A number of Republican-led states are considering tax changes that in many cases would have the effect of cutting taxes on the rich and raising them on the poor, according to the New York Times.
The Washington Monthly’s Steve Benen discusses plans in several Republican gubernatorial mansions to raise taxes… on the poor! Benen:
“Republicans are not, strictly speaking, a party obsessed with cutting taxes. The caricature is rooted in fact, but it’s incomplete – Republicans are actually a party committed to cutting taxes on the wealthy.
“This has been an underappreciated aspect of the GOP vision for several years. Indeed, it was part of Mitt Romney’s ’47 percent’ problem a few years ago – the Republican presidential hopeful complained, among other things, about the millions of families who ‘pay no income tax.’ A wide variety of GOP officeholders, candidates, and pundits have made related complaints about the poor not having “skin in the game” because their tax burdens simply aren’t significant enough.”
Of the 10 or so Republican governors who have proposed tax increases, nearly all have called for increases in consumption taxes, which hit the poor and middle class harder than the rich, according to the New York Times.
Favorite targets for the new taxes include gas, e-cigarettes, and goods and services in general. Gov. Paul R. LePage of Maine wants to start taxing movie tickets and haircuts, but is also proposing a tax break for the lowest-income families to relieve some of the pressure.
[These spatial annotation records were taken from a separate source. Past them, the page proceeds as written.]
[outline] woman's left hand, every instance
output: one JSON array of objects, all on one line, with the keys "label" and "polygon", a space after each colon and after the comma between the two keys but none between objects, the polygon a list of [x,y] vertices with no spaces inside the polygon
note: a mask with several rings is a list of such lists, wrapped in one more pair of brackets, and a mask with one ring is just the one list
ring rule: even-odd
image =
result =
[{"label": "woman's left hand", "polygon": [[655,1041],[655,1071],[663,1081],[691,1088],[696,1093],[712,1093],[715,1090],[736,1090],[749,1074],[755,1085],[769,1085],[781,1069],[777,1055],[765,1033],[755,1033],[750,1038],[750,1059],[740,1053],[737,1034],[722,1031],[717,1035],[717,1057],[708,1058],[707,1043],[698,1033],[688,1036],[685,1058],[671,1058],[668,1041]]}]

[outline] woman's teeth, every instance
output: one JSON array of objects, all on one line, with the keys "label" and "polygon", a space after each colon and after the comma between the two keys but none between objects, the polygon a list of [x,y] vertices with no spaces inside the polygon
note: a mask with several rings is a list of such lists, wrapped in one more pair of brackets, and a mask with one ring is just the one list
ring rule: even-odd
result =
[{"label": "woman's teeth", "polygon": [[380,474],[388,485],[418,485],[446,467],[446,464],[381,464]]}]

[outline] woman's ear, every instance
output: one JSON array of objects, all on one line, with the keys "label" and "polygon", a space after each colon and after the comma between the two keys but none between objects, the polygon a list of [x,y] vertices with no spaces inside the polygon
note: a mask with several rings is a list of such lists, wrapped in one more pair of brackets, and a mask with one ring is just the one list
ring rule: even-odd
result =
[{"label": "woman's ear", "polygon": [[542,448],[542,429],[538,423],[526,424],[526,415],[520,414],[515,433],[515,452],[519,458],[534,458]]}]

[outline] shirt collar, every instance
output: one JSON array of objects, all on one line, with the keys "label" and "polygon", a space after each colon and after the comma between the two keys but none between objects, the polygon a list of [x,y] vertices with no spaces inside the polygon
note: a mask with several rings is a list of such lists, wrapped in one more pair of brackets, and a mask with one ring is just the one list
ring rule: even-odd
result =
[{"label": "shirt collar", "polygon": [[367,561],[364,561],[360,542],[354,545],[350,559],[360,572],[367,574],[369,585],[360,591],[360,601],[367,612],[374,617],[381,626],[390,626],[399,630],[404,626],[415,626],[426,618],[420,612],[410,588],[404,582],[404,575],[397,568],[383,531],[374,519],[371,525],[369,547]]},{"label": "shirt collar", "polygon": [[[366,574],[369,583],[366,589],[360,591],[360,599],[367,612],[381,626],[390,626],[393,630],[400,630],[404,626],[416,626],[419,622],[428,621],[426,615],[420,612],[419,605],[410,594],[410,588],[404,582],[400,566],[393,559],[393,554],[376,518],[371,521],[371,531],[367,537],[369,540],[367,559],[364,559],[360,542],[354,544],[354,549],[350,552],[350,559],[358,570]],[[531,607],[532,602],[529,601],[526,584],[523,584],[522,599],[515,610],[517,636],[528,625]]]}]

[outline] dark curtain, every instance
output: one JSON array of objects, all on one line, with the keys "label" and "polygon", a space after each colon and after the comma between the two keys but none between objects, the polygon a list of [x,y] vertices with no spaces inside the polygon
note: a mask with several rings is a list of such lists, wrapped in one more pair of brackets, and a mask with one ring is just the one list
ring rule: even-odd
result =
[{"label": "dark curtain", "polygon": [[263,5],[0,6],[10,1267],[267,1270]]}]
Mitt Romney is preparing to run for president for a third time.
The day before Romney announced he may run, The Wall Street Journal said:
“For Republicans circling the 2016 race, the focus on struggling segments of the population is a response of sorts to the 2012 contest, when the party’s nominee, former Massachusetts Gov. Mitt Romney , struggled to present himself as an empathetic figure. Many Republicans considering bids this time seem set on forging a new path, one that stays true to conservative beliefs but with a firmer eye on seeking potential solutions to address Americans’ continued frustration with the economy.”
TYT: “…if he is looking for one that could appeal to the middle class and the poor, there are plenty of ideas out there.”